PMHU recently held its 3rd Annual Benefit Concert & Auction in New York City, a celebration of all that Project: Music Heals Us has become and accomplished over its first five seasons and 200 free outreach concerts and workshops.

The highlight of the night was a performance of Beethoven’s monumental Op. 132 quartet by the world-renowned Emerson String Quartet. The Emerson String Quartet was one of Andrew’s earliest and most important musical influences.

“It is not an exaggeration to say that recordings of the Beethoven quartets, Op. 130 and 132 in particular, are probably the reason I find myself a professional musician today,” he said. “It was beyond my wildest dreams to years later find myself being mentored by them … and even more unbelievable to now count them as friends.”

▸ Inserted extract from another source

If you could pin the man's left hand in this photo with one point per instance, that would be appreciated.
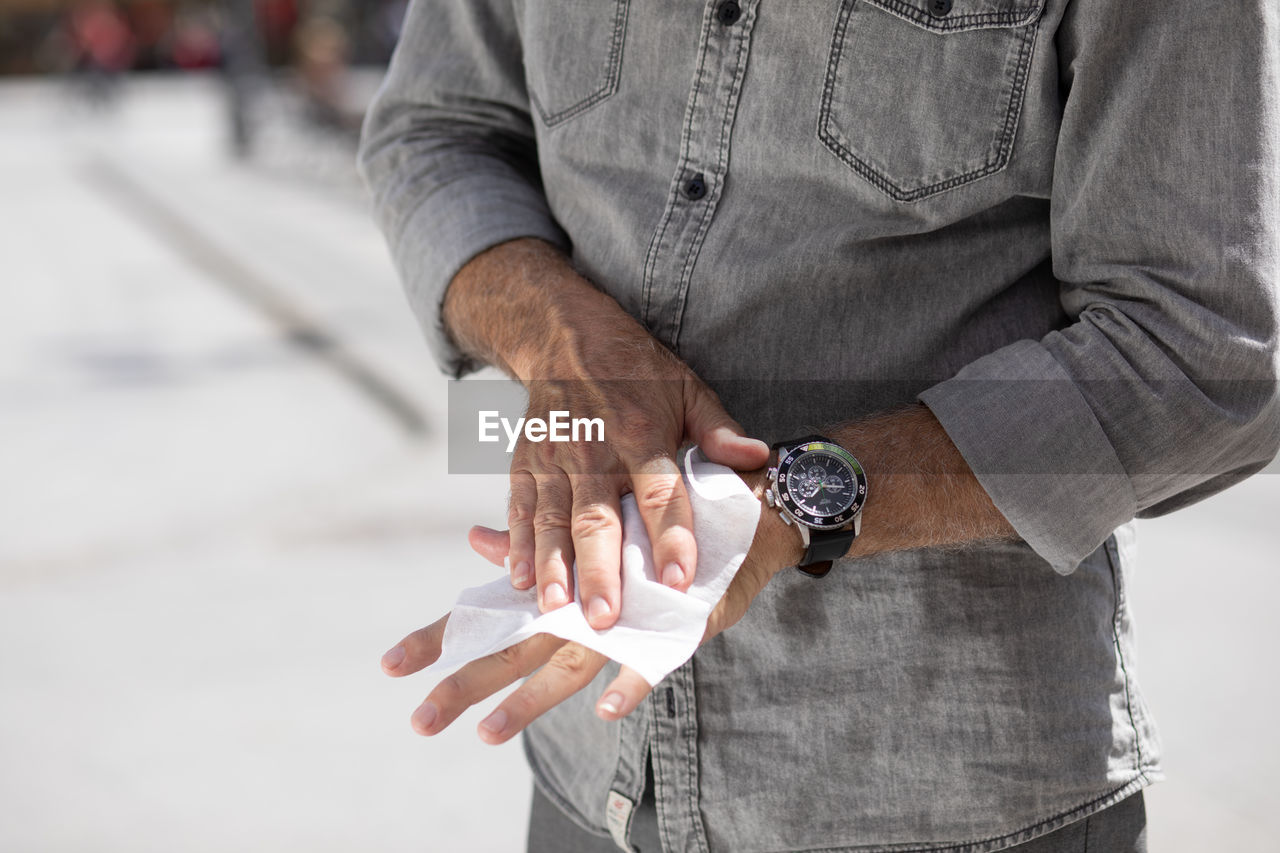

Shaping Her Artistry and Life

Molly’s experience of founding and growing a non-profit has allowed her to witness the effect the arts can have on the human spirit, which has changed how she thinks about her own music-making, her life and desires as an artist, and her goals in performance. After witnessing music’s ability to move coma patients to smile, tough inmates to cry, and refugees to dance and laugh in the midst of their sorrows, she think her priorities have shifted from striving for my best in life, practicing, and performing for the sake of a career to striving to offer her best as a gift.

“As I was shaking the hand of the Assistant General Secretary to the United Nations this year at a reception in honor of PMHU’s work in refugee camps around the globe, wondering how a little pipsqueak viola player from Reno, Nevada, had ended up at the United Nations in NYC, the face and voice of my former teacher Heidi Castleman flashed through my mind: ‘When you find what you love, you won’t remember fear’,” Molly said.